Purpose: Retinal neural circuits form three distinct layers: the outer nuclear layer (ONL), the inner nuclear layer (INL), and the ganglion cell layer (GCL). In the ONL, rod photoreceptor cell bodies are broadly distributed throughout the ONL, while cone photoreceptor cell bodies are arrayed on the outer side of the retina. Photoreceptor axon terminals are located at relatively restricted positions in the OPL, indicating that photoreceptor axon terminal location is regulated in a genetically fixed manner, although the distance between each cell body and synaptic terminal varies among photoreceptor cells. Despite the molecular mechanisms for triad synapse formation having been extensively studied, the molecular basis and functional importance of OPL formation at a fixed laminar location throughout the retina during development remains unexplored.

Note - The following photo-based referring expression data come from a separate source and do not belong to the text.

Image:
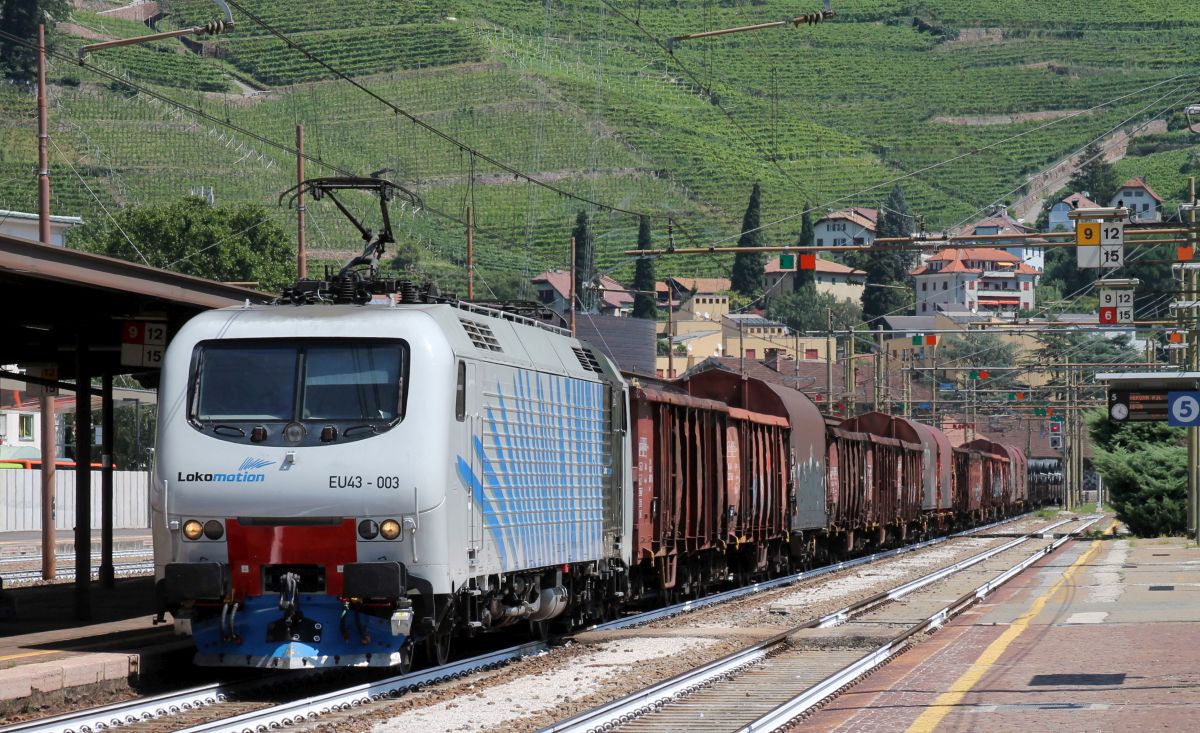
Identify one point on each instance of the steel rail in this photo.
(69, 572)
(648, 700)
(125, 713)
(69, 557)
(172, 703)
(781, 716)
(312, 707)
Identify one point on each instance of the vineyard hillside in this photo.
(963, 101)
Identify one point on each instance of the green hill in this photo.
(579, 95)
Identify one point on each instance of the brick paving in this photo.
(1116, 649)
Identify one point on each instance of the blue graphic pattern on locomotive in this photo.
(543, 462)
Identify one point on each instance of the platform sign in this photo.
(1099, 244)
(1138, 406)
(1087, 244)
(143, 342)
(1183, 409)
(1116, 306)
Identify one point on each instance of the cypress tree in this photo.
(585, 264)
(22, 18)
(748, 265)
(1096, 176)
(645, 305)
(888, 268)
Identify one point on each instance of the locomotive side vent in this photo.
(587, 359)
(481, 335)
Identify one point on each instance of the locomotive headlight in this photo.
(293, 432)
(192, 529)
(214, 529)
(369, 529)
(389, 529)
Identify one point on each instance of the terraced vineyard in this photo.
(579, 95)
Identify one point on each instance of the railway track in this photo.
(234, 708)
(69, 557)
(769, 684)
(61, 574)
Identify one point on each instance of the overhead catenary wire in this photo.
(430, 128)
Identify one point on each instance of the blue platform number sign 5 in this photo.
(1183, 409)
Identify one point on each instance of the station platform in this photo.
(29, 544)
(1101, 636)
(46, 653)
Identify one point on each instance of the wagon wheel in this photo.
(539, 630)
(437, 644)
(406, 656)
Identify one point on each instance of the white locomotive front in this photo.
(335, 481)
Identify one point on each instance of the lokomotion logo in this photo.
(246, 473)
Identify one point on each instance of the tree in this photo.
(981, 349)
(585, 263)
(804, 277)
(809, 311)
(240, 244)
(748, 266)
(1145, 470)
(888, 269)
(645, 305)
(1095, 175)
(22, 18)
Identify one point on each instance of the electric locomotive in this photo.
(339, 481)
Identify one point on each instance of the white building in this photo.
(979, 280)
(1060, 221)
(846, 227)
(1020, 246)
(1144, 204)
(25, 226)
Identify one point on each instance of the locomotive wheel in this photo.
(406, 658)
(437, 644)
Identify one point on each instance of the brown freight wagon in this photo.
(808, 504)
(711, 490)
(983, 482)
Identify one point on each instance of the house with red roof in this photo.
(835, 278)
(976, 278)
(1060, 221)
(1144, 204)
(1021, 245)
(853, 226)
(555, 292)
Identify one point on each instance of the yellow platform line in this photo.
(934, 714)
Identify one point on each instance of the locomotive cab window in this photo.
(298, 392)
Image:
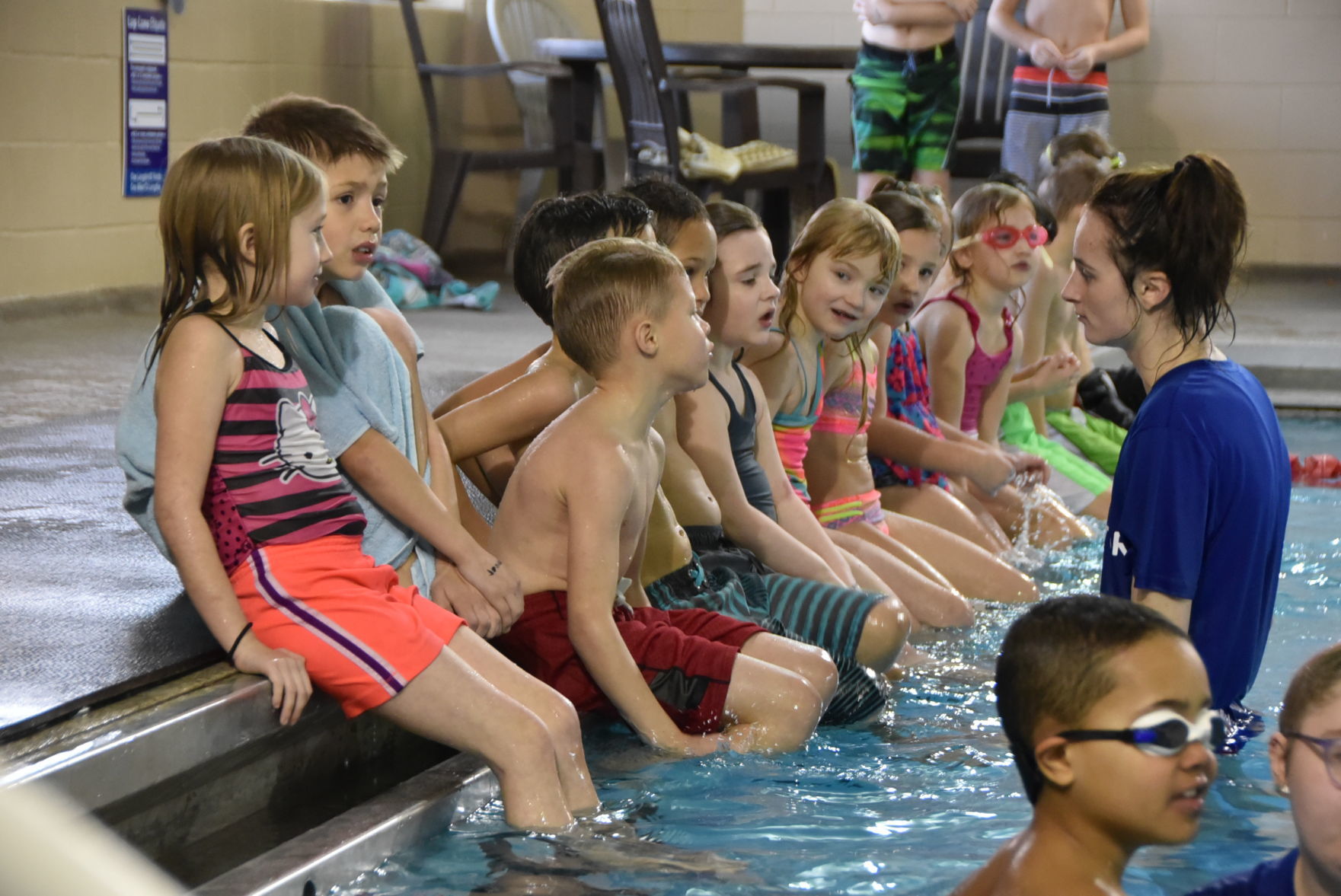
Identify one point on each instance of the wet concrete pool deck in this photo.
(93, 612)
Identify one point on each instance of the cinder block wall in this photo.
(66, 225)
(1256, 82)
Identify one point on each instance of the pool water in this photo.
(916, 802)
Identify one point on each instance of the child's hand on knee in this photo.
(991, 471)
(499, 585)
(452, 591)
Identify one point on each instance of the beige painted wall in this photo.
(69, 230)
(1256, 82)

Methods: Protein 4.1 family genes, 4.1R, 4.1N, 4.1G, and 4.1B in vertebrates, encode membrane-cytoskeletal proteins, which anchor a transmembrane protein to the actin-spectrin cytoskeleton. In the current study, we found that 4.1G is predominantly expressed in rod photoreceptor cells in the retina. We generated 4.1G-null mutant mice and analyzed their retinal phenotypes.

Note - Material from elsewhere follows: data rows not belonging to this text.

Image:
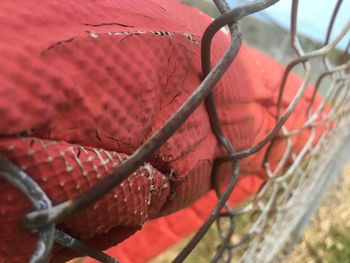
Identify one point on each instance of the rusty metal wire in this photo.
(281, 199)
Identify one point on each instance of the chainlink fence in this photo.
(260, 228)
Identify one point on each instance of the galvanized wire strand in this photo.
(38, 198)
(283, 180)
(68, 241)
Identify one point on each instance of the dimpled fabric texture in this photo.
(84, 83)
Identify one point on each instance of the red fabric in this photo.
(160, 234)
(85, 83)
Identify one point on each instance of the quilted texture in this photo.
(85, 83)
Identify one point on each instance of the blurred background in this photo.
(327, 238)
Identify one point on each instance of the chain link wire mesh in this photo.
(275, 211)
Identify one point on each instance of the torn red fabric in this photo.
(83, 84)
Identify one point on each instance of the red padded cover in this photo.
(85, 83)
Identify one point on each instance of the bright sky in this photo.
(313, 17)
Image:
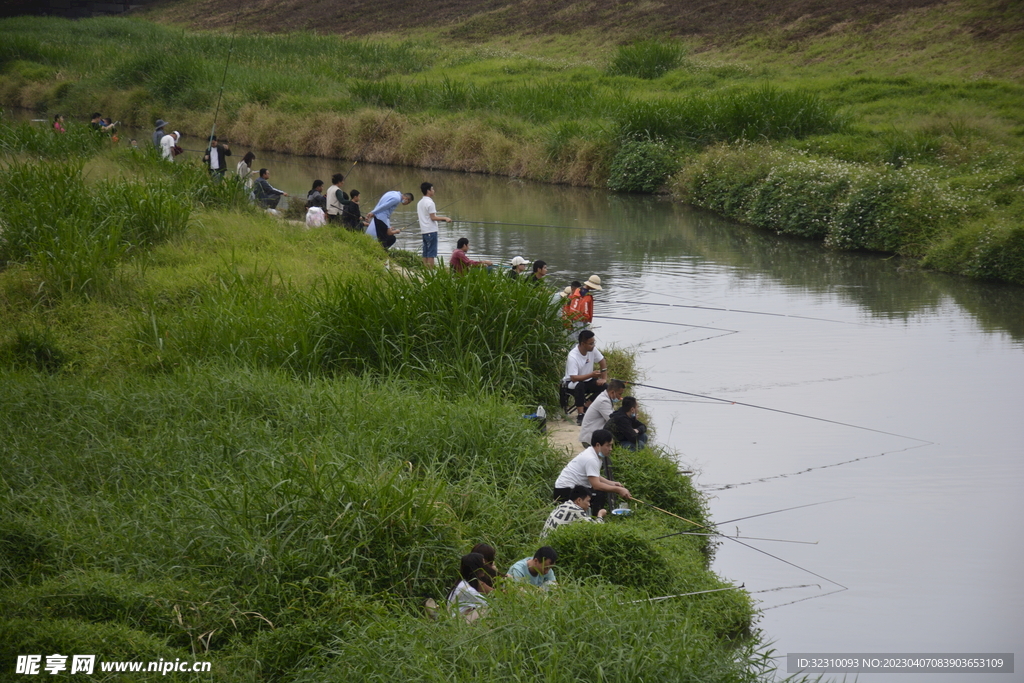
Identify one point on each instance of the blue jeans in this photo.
(430, 245)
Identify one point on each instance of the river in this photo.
(895, 393)
(895, 399)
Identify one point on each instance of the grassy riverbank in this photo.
(891, 131)
(230, 439)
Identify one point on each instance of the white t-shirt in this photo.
(596, 417)
(464, 597)
(578, 364)
(578, 470)
(424, 209)
(166, 143)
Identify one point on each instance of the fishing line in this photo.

Results: We observed ectopic rod photoreceptor terminals in the ONL and aberrant neurite sprouting from bipolar cells and horizontal cells into the ONL of 4.1G^−/− mice. By mass spectrometric analysis, we identified AP3B2, a component of the adaptor protein complex 3 (AP3) in neuronal cells, as a 4.1G-binding protein. AP3B2 is involved in synaptic vesicle formation from endosomes in the membrane trafficking pathway. The Ap3b2^−/− retina exhibited ectopic synapse formation and VGLUT1 mislocalization phenotypes that were similar to those observed in the 4.1G^−/− retina. In the developing 4.1G^−/− retina, synaptic component proteins such as CtBP2 and Pikachurin were aberrantly localized and/or aggregated, suggesting that vesicle transport to axon terminals is impaired in rods during development.

Conclusions: The current study show that the membrane trafficking system mediated by the 4.1G-AP3 complex is required for the formation of correct synapse location, normal visual function, and neuronal survival, leading us to come up with a novel notion that synapse location in the retinal circuitry has physiological significance.